She spoke with such earnestness that
the colored woman was impressed, and muttering, “I’ll
t’ink about it,” turned to go.
Hertha ran to her and clutched her
arm. “Do it for me,” she whispered.
In a few minutes the woman came back.
“He’s gone,” she said. “Went
down de road an’ he says ter tell yer he won’t
trouble yer agin.”
Then she closed the door with much dignity.
Through the open window came a gentle
rustle of the wind among the live-oaks. Hertha
stood in the middle of the room, her head drooping,
the shadows dark under her tired eyes. She felt
utterly alone. The old world was lost to her
and she had closed the door upon the new.
Going to the window she looked beyond
the oaks and down the road, and in the warm afternoon
light saw the man she loved slowly walking away.
Moving across the room she put her hand upon the knob
of the door; but after a moment’s hesitation
she turned back, a determined look on her face.
“Reckon I won’t trouble him again,”
she echoed.
CHAPTER XII
In the dim twilight of a November
morning, before the sun was up, a young lady stood
outside the Williams’ cabin. She wore a
dark blue traveling suit and a small hat set stylishly
on her curling brown hair. In her right hand
was a little leather hand-bag and in her left a neatly
rolled silk umbrella. Above her well-cut pumps
were silk stockings. She looked surprisingly
out of place, and seeming to realize it herself, she
hastily lifted the latch and went into the house.

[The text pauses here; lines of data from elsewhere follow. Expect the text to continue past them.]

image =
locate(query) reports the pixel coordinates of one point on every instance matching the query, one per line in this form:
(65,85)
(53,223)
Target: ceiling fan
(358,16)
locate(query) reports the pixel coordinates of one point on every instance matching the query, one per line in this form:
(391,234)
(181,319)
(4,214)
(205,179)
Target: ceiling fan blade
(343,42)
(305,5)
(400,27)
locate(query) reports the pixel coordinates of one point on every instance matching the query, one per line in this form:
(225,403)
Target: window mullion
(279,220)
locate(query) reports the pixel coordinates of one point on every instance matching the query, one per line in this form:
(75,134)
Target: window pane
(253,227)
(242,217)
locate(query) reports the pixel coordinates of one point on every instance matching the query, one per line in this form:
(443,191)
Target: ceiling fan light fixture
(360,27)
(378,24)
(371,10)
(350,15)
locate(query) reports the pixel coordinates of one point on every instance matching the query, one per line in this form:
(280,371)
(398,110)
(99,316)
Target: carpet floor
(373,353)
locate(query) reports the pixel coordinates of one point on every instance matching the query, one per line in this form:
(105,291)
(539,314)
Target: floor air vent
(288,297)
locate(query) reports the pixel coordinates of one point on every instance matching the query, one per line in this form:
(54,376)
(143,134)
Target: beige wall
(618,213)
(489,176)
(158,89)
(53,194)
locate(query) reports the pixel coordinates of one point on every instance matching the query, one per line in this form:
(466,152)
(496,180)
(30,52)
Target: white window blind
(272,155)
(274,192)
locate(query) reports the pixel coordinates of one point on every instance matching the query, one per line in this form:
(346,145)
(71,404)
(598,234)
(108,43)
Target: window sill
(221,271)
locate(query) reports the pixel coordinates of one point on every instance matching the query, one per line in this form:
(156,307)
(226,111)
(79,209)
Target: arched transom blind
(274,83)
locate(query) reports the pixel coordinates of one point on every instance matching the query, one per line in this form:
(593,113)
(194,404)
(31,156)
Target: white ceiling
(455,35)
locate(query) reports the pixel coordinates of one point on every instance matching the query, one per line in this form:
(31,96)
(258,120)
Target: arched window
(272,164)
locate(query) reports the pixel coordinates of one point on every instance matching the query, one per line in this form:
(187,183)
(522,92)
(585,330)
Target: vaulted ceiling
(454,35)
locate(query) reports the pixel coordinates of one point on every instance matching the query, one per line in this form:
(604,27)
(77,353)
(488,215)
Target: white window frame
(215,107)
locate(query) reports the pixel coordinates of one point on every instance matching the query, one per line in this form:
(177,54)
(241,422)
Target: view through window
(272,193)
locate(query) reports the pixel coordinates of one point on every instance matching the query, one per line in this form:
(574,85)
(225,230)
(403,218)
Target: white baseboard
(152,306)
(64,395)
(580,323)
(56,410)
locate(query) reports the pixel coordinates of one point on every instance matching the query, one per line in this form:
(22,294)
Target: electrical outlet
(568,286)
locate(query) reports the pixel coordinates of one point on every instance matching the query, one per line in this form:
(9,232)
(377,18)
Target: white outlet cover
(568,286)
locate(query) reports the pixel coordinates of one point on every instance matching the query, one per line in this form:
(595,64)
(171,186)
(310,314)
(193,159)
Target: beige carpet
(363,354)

The table was set with three places;
from the kitchen the steaming coffee-pot sent forth
a delicious fragrance, while the scent of frying bacon
mingled with the almost imperceptible odor of hot rolls.
A big bunch of red roses lay by one of the places
that was also graced by a cup decorated with pink
and white flowers.
“Is that you, Hertha?” came a voice from
the kitchen.
“Yes, Sister,” was the answer.
Ellen appeared at the kitchen doorway
and after a glance gave a little laughing bow, saying,
“Good morning, Miss Ogilvie.”
There are few people who look always
the same; we vary in our appearance with a headache
or a drop in the thermometer; but perhaps nothing is
so quick to change our aspect as a reversal in our
fortunes. Hertha had worn a pretty suit before,
she had been well-shod, but never previously had she
stood with such a quiet air of self-confidence.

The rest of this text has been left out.